I was really nice and explained everything that happened. The reaction I got wasn’t helpful at all. Exh was more annoyed that I had wasted an hour of his night. Stepmum was understandably shocked by it and I ended up feeling guilty for saying something.

She said that is just the way he says bye!! They totally played down the whole thing and made out dd was over reacting. He isn’t a pervert as they know him so well!!! Wtf.

We all agreed in the end not to say anything further but dd would never be alone with him and he would be ‘watched’ in future.

I feel like it has made things worse that I have spoken up. Worried dd will find out I have spoken to them. At the same time I had to do something.

Stepmum said if she spoke to her dad about it dd wouldn’t ever be welcome there again.

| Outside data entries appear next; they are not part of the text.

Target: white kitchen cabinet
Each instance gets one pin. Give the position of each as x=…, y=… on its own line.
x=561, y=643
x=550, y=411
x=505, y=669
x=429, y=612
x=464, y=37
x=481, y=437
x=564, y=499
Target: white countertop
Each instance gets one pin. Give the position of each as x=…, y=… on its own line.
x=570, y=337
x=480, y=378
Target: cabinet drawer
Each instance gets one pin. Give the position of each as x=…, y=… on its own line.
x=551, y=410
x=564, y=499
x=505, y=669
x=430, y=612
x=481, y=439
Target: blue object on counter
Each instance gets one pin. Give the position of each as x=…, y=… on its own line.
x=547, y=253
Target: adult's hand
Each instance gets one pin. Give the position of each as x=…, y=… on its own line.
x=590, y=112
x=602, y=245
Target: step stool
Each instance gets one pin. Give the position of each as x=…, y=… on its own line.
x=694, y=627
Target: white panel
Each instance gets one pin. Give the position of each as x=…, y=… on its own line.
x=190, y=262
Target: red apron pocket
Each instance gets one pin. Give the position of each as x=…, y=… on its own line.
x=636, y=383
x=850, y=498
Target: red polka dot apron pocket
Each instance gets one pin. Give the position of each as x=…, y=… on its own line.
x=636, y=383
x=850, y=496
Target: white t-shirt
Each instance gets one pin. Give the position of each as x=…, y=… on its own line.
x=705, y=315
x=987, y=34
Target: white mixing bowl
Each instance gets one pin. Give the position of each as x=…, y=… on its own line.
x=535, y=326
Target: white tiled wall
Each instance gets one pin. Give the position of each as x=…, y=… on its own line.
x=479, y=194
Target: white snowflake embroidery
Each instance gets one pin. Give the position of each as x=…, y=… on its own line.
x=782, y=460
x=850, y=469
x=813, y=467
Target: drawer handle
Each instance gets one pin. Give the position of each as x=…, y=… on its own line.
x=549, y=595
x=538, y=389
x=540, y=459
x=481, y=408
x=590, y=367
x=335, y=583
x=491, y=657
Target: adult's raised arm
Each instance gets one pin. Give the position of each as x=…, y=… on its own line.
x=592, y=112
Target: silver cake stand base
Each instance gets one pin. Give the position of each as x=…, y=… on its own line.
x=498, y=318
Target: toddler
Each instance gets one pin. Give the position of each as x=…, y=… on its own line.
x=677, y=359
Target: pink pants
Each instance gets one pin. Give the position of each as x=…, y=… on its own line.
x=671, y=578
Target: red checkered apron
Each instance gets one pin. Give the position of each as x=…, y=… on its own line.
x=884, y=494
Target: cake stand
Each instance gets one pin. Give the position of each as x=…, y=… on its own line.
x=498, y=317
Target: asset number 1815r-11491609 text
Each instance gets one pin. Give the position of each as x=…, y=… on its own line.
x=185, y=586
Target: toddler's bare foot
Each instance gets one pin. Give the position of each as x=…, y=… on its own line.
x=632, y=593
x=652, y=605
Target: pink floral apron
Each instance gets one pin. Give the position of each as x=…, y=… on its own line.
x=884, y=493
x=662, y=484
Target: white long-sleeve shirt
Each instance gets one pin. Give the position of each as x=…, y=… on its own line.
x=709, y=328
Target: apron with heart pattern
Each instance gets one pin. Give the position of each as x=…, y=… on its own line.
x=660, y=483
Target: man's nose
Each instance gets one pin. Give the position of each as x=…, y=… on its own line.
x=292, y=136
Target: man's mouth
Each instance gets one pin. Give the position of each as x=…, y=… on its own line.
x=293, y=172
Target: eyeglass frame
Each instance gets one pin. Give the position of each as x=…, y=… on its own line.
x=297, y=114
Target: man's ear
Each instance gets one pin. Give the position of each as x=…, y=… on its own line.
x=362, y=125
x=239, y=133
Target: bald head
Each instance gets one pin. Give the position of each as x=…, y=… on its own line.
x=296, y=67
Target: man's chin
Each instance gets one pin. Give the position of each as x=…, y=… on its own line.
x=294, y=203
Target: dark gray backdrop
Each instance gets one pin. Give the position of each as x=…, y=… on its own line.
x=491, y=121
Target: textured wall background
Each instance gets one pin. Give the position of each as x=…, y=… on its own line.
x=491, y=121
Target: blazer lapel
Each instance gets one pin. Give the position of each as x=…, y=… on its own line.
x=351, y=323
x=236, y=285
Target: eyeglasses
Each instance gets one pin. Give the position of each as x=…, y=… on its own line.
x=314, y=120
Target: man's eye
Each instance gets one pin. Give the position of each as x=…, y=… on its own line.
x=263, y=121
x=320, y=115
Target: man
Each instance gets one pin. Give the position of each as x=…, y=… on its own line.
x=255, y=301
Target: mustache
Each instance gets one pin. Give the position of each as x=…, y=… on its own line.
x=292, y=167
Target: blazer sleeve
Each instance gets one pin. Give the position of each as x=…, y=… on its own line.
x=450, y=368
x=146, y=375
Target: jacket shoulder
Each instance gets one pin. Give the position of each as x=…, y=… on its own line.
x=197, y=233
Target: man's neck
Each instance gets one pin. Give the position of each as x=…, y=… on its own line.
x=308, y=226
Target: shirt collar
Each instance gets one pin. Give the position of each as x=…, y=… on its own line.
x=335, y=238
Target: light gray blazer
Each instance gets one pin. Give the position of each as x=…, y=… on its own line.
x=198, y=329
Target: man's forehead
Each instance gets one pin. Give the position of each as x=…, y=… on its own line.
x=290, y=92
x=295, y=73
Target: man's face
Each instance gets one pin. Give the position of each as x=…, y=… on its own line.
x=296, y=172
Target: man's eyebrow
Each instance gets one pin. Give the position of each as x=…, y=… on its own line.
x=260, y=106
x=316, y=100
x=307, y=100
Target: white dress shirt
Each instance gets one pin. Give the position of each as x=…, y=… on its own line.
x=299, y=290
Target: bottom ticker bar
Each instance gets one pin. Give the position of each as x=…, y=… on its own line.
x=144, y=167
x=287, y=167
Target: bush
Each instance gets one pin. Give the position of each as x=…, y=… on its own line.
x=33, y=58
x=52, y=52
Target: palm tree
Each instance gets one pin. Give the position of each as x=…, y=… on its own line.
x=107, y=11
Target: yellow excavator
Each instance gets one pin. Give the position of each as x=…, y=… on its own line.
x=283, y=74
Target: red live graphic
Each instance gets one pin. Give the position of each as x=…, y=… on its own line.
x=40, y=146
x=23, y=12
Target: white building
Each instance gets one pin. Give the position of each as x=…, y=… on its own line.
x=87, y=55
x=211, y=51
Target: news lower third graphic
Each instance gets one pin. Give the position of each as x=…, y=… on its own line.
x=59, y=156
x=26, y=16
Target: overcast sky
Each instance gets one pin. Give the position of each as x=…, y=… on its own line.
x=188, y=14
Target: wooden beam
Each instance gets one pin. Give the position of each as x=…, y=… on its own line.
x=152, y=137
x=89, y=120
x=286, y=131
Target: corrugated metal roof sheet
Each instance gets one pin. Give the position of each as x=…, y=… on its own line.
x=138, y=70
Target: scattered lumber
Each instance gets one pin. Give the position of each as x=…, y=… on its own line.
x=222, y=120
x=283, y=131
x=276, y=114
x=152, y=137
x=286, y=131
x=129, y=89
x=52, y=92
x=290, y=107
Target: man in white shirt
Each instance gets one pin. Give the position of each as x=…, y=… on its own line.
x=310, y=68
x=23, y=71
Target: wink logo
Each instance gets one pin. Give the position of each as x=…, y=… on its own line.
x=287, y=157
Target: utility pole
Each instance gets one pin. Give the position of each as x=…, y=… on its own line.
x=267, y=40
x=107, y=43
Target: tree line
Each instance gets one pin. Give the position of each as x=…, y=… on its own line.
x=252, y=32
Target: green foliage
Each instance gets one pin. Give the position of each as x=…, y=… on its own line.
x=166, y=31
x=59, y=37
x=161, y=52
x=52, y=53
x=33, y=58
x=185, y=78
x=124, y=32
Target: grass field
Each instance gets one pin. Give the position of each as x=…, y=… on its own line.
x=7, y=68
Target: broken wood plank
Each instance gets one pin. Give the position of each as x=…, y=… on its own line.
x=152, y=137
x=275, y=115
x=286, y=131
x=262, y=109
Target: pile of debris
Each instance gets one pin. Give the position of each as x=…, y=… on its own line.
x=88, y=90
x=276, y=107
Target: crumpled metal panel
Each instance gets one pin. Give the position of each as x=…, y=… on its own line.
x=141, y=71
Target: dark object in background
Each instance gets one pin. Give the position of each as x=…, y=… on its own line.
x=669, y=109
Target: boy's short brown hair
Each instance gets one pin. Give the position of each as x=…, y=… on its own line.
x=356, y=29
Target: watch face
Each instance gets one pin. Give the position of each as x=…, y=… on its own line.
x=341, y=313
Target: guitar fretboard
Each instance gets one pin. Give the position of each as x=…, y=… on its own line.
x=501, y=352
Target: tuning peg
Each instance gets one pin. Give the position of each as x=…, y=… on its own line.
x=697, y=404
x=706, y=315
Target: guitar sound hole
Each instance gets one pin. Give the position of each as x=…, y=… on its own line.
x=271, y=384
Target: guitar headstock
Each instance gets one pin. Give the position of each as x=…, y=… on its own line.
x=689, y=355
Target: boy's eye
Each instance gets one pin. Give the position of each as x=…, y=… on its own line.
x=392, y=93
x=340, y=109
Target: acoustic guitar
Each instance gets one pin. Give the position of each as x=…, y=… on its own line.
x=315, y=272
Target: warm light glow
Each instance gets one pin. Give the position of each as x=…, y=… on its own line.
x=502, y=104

She’s probably also been abused. But your daughter never seeing this man again would be an ideal outcome.
mbosnz · 15/04/2022 16:10

Does DD want to see this man and his daughter again? If not, then explain to her piss-poor excuse of a father that in future (if she wants to continue to see him), that any contact will need to be far, far away from this scumbucket and his current wife who is an apologist for a perve.

Neverreturntoathread · 15/04/2022 16:14

Yuk he says goodbye to young girls by groping them and his daughter thinks that is fine. No prizes for guessing what her childhood was like 😥

I’d ask NSPCC for advice, this is their patch, they will have good suggestions.

I’d also let the mum of the other grandchildren know. They are at risk.